He came by last night to take the older kids out and then again this morning to drop off some things from the house. When he was here, he asked for a hug and started talking about how this whole situation is “good for him,” because he “never got to grow up into a grownup” since we got married young and had a baby “early”.
That absolutely infuriated me. Having kids when I did was something I wanted. It wasn’t a mistake or something that “stunted” anyone’s growth. The problem is that he never chose to step up and grow with me. I’ve spent years raising our kids, managing the home, and keeping everything together while he prioritized himself and his addictions. And now he’s framing this painful separation as a personal growth opportunity for him. Meanwhile, I’m in full-time mom mode 24/7 with no support, no rest, and no space.

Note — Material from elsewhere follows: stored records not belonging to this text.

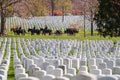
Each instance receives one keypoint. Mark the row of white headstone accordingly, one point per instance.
(45, 63)
(92, 63)
(4, 57)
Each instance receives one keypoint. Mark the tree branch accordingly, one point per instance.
(12, 2)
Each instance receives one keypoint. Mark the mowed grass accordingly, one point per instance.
(79, 36)
(11, 69)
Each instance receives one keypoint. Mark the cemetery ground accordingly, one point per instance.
(79, 36)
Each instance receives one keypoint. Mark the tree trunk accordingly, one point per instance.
(91, 22)
(91, 28)
(3, 28)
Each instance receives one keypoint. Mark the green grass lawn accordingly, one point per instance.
(79, 36)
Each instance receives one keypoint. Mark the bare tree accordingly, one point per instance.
(6, 9)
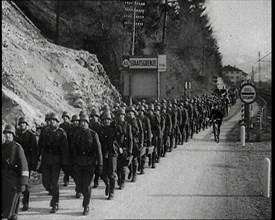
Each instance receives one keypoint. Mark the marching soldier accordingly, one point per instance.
(185, 122)
(109, 152)
(96, 126)
(66, 126)
(86, 150)
(15, 174)
(168, 128)
(156, 132)
(55, 155)
(147, 133)
(161, 118)
(125, 145)
(138, 139)
(26, 138)
(71, 136)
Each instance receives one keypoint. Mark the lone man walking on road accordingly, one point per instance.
(55, 155)
(15, 174)
(87, 150)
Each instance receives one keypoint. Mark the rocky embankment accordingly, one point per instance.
(39, 76)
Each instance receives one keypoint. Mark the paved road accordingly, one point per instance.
(192, 182)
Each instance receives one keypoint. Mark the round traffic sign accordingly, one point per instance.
(248, 93)
(126, 63)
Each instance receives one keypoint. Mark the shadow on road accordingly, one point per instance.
(202, 195)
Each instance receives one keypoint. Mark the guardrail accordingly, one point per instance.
(261, 116)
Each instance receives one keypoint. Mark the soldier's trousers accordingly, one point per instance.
(50, 176)
(109, 172)
(134, 166)
(156, 143)
(141, 161)
(83, 176)
(122, 164)
(26, 195)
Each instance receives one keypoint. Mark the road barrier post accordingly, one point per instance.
(265, 183)
(259, 125)
(243, 136)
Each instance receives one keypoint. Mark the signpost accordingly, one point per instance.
(248, 95)
(147, 76)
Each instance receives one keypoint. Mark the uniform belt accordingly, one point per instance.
(84, 153)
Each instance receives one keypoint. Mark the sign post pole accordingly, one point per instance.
(248, 95)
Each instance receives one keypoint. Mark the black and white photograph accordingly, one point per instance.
(138, 109)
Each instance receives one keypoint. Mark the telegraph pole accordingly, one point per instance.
(260, 70)
(57, 23)
(134, 17)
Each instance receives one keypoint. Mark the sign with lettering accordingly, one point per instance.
(140, 62)
(161, 63)
(248, 93)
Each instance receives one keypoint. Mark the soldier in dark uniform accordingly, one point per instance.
(109, 152)
(26, 138)
(15, 174)
(138, 139)
(66, 126)
(55, 155)
(167, 130)
(147, 133)
(96, 126)
(125, 145)
(185, 123)
(87, 150)
(71, 136)
(161, 118)
(156, 132)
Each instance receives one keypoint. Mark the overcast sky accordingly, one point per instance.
(242, 29)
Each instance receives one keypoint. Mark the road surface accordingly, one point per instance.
(198, 180)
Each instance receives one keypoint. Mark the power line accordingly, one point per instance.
(263, 57)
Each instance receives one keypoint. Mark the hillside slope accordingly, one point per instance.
(38, 76)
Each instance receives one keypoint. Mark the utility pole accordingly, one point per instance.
(252, 75)
(164, 22)
(133, 17)
(260, 70)
(57, 23)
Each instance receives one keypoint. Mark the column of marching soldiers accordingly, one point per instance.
(107, 143)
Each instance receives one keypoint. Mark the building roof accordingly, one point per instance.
(231, 68)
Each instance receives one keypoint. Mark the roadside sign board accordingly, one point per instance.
(140, 62)
(248, 93)
(161, 63)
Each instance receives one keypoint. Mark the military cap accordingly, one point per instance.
(23, 119)
(151, 107)
(53, 116)
(131, 109)
(75, 118)
(157, 108)
(105, 107)
(82, 113)
(123, 104)
(84, 117)
(94, 112)
(163, 106)
(120, 111)
(145, 106)
(106, 115)
(141, 108)
(47, 116)
(65, 114)
(9, 129)
(116, 105)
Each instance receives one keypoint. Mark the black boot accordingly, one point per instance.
(54, 208)
(26, 196)
(112, 189)
(86, 210)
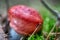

After he left, I realized I can’t keep having him come by. I texted him and said I don’t feel comfortable having him inside my mom’s house anymore, and that we can do visits with the kids somewhere neutral like the library or a restaurant. I also told him I don’t want to do Halloween together this year because I can’t pretend everything’s okay.
Now I’m feeling a little guilty, especially because his brother and sister-in-law wanted to come trick-or-treating too, but honestly, I just can’t fake it. I’m angry, exhausted, and trying to keep things peaceful for myself and the kids. I don’t want to perform a “family” act for appearances when the truth is I left because of abuse and addiction, and I’m trying to rebuild a safe, stable life.
I guess I just need reassurance that I’m not a bad person for doing this, for finally creating space, protecting my peace, and refusing to pretend anymore.